0

Is there a way to natively select the last day of each quarter in PySpark? For example, in a df containing two columns - yyyy_mm_dd and sum. How could I return sum for the last day of each quarter? For the current / in progress quarter it would be good to show the max date instead.

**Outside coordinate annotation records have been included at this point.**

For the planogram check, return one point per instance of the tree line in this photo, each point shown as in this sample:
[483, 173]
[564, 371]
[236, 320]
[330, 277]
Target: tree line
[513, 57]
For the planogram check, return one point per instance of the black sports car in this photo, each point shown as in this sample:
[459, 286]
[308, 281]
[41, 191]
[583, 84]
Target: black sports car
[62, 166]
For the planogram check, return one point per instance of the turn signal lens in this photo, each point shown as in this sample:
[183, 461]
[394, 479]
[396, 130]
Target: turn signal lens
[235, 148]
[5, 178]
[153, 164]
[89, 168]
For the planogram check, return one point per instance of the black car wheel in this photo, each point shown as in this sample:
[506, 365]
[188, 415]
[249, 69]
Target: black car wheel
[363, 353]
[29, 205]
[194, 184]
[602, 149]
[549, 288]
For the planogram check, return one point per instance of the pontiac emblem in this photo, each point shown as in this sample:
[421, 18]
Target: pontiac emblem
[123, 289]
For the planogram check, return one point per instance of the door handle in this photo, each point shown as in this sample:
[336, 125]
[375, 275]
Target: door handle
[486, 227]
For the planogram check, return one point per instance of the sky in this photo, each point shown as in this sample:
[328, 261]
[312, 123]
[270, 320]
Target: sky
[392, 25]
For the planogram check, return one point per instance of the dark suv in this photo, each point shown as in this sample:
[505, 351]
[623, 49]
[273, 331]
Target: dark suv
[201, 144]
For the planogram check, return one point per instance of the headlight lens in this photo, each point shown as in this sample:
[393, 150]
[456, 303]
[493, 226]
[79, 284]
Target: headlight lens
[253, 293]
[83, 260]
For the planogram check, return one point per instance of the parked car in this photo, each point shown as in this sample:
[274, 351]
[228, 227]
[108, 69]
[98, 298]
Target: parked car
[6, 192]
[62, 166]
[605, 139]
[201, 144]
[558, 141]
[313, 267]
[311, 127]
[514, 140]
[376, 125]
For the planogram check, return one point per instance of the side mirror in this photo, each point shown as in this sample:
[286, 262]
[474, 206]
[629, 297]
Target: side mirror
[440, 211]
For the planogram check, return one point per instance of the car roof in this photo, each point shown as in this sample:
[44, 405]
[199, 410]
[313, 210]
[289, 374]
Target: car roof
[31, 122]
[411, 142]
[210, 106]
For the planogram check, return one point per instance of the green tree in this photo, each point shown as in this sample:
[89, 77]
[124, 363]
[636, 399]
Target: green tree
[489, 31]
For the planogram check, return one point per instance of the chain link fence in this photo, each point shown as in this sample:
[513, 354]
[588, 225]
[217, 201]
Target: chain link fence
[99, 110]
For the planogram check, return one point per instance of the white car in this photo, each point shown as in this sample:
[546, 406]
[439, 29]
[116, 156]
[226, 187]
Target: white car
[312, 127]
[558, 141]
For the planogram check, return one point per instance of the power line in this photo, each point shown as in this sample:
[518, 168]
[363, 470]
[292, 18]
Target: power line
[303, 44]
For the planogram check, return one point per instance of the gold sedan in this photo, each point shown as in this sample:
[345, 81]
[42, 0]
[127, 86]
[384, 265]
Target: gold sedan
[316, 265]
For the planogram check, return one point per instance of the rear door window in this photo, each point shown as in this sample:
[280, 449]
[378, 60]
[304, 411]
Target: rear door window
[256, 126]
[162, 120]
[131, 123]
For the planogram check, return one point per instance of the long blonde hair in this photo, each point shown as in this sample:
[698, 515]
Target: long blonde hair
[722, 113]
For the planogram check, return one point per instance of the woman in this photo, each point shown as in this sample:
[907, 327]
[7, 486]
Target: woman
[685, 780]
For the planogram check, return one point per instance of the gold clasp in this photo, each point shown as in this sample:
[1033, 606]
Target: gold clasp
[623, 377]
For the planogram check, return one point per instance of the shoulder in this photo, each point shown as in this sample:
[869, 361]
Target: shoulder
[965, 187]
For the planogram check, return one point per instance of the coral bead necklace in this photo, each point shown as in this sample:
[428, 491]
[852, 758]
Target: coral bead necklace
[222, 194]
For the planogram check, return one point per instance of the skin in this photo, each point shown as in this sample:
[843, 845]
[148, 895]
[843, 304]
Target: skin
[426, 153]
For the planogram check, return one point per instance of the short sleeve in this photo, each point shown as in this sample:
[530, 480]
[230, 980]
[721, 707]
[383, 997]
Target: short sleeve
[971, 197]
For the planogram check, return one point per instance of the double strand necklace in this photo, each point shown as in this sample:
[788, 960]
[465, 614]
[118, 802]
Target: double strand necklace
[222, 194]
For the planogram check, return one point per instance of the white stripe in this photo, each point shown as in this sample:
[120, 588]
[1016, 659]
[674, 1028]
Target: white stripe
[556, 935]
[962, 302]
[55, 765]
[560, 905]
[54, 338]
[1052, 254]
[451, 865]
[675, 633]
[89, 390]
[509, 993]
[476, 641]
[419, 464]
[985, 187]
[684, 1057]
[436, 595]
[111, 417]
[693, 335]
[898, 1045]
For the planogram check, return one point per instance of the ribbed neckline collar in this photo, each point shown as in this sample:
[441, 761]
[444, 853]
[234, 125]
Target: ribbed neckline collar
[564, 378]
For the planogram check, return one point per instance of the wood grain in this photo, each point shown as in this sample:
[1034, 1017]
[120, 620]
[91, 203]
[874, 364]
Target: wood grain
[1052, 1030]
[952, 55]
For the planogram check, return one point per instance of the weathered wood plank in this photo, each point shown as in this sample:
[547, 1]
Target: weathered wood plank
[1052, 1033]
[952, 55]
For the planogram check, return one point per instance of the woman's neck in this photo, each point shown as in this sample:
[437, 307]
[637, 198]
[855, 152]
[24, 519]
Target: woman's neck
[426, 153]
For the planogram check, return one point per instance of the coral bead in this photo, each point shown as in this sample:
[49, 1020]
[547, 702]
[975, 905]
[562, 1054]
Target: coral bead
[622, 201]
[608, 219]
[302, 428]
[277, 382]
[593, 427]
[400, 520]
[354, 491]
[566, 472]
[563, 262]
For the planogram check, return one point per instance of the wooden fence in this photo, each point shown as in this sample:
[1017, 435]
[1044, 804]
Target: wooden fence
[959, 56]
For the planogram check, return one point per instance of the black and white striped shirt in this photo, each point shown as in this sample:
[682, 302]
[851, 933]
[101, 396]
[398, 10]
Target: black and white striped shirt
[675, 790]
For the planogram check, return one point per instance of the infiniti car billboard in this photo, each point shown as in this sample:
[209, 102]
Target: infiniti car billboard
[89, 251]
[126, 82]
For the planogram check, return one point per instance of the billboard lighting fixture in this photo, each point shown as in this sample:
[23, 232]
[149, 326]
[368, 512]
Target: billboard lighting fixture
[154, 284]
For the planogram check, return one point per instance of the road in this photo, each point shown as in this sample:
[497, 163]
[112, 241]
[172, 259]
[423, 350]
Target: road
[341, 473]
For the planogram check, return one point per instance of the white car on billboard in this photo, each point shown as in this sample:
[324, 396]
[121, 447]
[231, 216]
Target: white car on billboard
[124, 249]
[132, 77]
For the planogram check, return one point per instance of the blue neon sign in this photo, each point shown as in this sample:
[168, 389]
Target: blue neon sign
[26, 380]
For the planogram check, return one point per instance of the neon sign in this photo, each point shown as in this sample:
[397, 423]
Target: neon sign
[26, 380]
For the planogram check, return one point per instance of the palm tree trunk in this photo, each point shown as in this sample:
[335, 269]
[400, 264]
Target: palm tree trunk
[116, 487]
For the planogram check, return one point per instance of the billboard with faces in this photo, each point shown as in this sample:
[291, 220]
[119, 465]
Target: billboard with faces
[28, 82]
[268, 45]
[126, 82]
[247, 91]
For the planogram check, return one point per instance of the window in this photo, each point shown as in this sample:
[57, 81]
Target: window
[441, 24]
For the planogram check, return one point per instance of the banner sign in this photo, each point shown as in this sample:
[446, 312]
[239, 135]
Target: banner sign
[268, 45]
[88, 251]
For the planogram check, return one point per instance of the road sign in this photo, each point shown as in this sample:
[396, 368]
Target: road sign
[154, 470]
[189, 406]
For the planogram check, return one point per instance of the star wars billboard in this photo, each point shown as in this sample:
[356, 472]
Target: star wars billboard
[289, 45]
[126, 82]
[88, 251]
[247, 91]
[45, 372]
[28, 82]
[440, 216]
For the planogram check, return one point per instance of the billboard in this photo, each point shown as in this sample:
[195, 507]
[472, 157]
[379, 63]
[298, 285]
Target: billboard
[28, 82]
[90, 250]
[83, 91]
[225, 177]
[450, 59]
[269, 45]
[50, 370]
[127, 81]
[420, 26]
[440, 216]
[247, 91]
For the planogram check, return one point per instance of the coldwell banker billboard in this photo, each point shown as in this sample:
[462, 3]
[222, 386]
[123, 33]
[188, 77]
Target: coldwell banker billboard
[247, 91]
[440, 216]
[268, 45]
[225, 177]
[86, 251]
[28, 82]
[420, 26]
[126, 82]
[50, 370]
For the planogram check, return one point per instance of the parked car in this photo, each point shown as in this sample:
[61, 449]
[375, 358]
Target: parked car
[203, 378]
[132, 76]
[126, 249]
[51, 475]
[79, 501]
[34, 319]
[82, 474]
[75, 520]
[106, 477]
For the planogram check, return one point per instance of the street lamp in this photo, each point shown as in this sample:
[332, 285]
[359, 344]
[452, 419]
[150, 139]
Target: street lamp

I looked at this solution Get First Date and Last Date of Current Quarter in Python? and it works, however I was wondering if there is a solution using PySpark syntax rather than a udf?

mck
  • 40,932
  • 13
  • 35
  • 50
stackq
  • 491
  • 2
  • 15
  • does this help? https://stackoverflow.com/a/63821792/14165730 – mck Feb 08 '21 at 12:33
  • It helps a bit but seems to take the start date of the previous quarter whereas I need max date in current quarter. Similar to `.where(F.col('yyyy_mm_dd') == last day of q)` – stackq Feb 08 '21 at 12:39

2 Answers2

3

Using a similar approach as in this answer:

df2 = df.withColumn(
    'last_day',
    F.expr("""
        to_date(
            date_trunc('quarter', to_date(input_date) + interval 3 months)
        ) - interval 1 day
    """)
)

df2.show()
+----------+----------+
|input_date|  last_day|
+----------+----------+
|2020-01-21|2020-03-31|
|2020-02-06|2020-03-31|
|2020-04-15|2020-06-30|
|2020-07-10|2020-09-30|
|2020-10-20|2020-12-31|
|2021-02-04|2021-03-31|
+----------+----------+

Then you can filter the rows where input_date == last_day


Edit: I might have misunderstood the question. You can try this approach using group by on the quarter and selecting the last row in each quarter:

from pyspark.sql import functions as F, Window

df2 = df.withColumn(
    'rn', 
    F.row_number().over(Window.partitionBy(F.year('input_date'), F.quarter('input_date')).orderBy(F.desc('input_date')))
)

df2.show()
+----------+---+
|input_date| rn|
+----------+---+
|2021-02-04|  1|
|2020-10-20|  1|
|2020-07-10|  1|
|2020-02-06|  1|
|2020-01-21|  2|
|2020-04-15|  1|
+----------+---+

And filter the rows with rn = 1, which should be the last day in each quarter.

mck
  • 40,932
  • 13
  • 35
  • 50
  • After filtering on `input_date == last_day` I think there would be no rows for incomplete quarters. though i still need to run it – stackq Feb 08 '21 at 12:44
  • I'm using Spark 2.2.0 so date_trunc() is actually unavailable unfortunately – stackq Feb 08 '21 at 12:50
  • @stackq see the edited answer? maybe it will do what you wanted – mck Feb 08 '21 at 12:51
  • Run into an illegal character `q` error. But yes, maybe the original Q wasn't too clear. I'm essentially trying to do the equivalent of `select * from t where yyyy_mm_dd in ('2020-01-31', '2020-06-30', 2020-09-30', '2020-12-31', '2021-03-31' ....)` but without hardcoding dates – stackq Feb 08 '21 at 13:16
  • modified to be hopefully compatible with spark 2.2 ... I used `quarter` and `year`. please try again? @stackq – mck Feb 08 '21 at 13:19
1

You want to deduplicate and keep the max date that exists in each quarter. You can use trunc with Window function :

from pyspark.sql import Window
from pyspark.sql import functions as F

w = Window.partitionBy(F.trunc('date_col', 'quarter')).orderBy(F.col('date_col').desc())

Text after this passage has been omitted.